Like Keystone XL, the project would require US State Department approval in the form of a presidential permit. The Minnesota chapter of the international climate-change group 350.org opposed the project in a submission to the Minnesota Public Utilities Commission earlier this spring. “If 67 is expanded, it will increase tar sands development to almost the same impact as Keystone XL,” Kate Jocobson, a lead coordinator for MN350, told the local community newspaper, the Pioneer Press. “If that happens, it will essentially be game over for the climate.”

Line 67 is also being opposed by the group Nizhawendaamin Indaakiminaan (“We Love Our Land”) that is composed of tribal members from the Red Lake Band of Chippewa in northwestern Minnesota and other native communities. The group argues that Enbridge has been illegally trespassing on Red Lake land since 1949. Activists with the group have set up a blockade on an Enbridge easement road directly above the pipeline. They are demanding the company “shut down oil pipelines and remove them from Red Lake Tribal lands.”

Enbridge has also applied to both expand (to a total of 300,000 barrels per day) and reverse its Line 9 pipeline, which currently moves oil from Montreal to Sarnia, Ontario. Reversing the pipe’s flow would enable the company to ship diluted bitumen from Alberta to refineries east of Montreal.

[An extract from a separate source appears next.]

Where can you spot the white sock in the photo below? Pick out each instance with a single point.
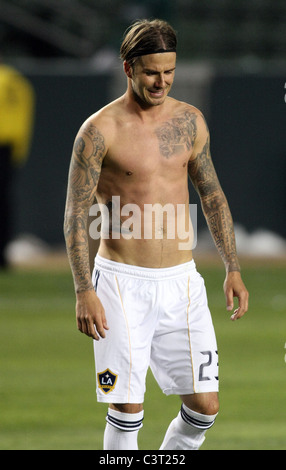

In addition, a smaller pipeline, the Portland-Montreal, could be a gateway for tar sands crude to make its way to the US. Currently, the pipeline is co-owned by Shell, Suncor and Imperial Oil. The current owners have indicated they are open to selling Line 9 to Enbridge if Canada’s National Energy Board approves the reversal.

There is also preliminary talk of a new west-east pipeline within Canada that would send approximately 800,000 barrels per day of diluted bitumen from Alberta to refineries in Quebec and the Canadian East Coast, most likely Irving Oil’s massive Saint John refinery in New Brunswick – the largest in Canada and one of the top 10 biggest oil refineries in North America.

Canadian oil producers are even considering a pipeline to the Arctic Ocean, presumably hoping that the emerging ice-free shipping routes (open thanks to climate change) could be a path to get their crude to market. The province has hired a consulting firm, Canatec Associates International, to study the feasibility of a pipeline to Tuktoyaktuk in the Northwest Territories. According to Sun News, energy minister Ken Hughes called the $50,000 study a “preliminary scouting expedition.”

All signs point toward continued efforts to expand tar sands extraction in Alberta. Prime Minister Stephen Harper’s Tory government is doing everything it can to lobby US officials to approve new cross-border crude oil shipments. And the provincial government in Alberta continues to provide massive subsidies for further tar sands development. With an estimated 173 billion barrels of recoverable bitumen at stake, the economic incentives for continued growth are immense. According to the International Energy Agency, North American daily oil production is forecast to grow by 3.9 million barrels between 2012 and 2018. “North American oil production will be as transformative to the market over the next five years as was the rise of Chinese demand over the last 15,” the IEA says.

Environmentalists say that would be a disaster. According to Greenpeace, “Greenhouse gas emissions (GHG) from tar sands production are three to four times higher than those caused by the production of conventional oil, which makes the tar sands the largest contributor to the growth in Canada’s GHG emissions and one of the world’s largest sources of GHGs.”

As both tar sand proponents and opponents know, that oil will stay in the ground unless there’s a way to get it to market. Until now, most attention has focused on Keystone XL. No matter the ultimate fate of Keystone, it will be just one small battle in a war that is opening up along multiple fronts from coast to coast to coast.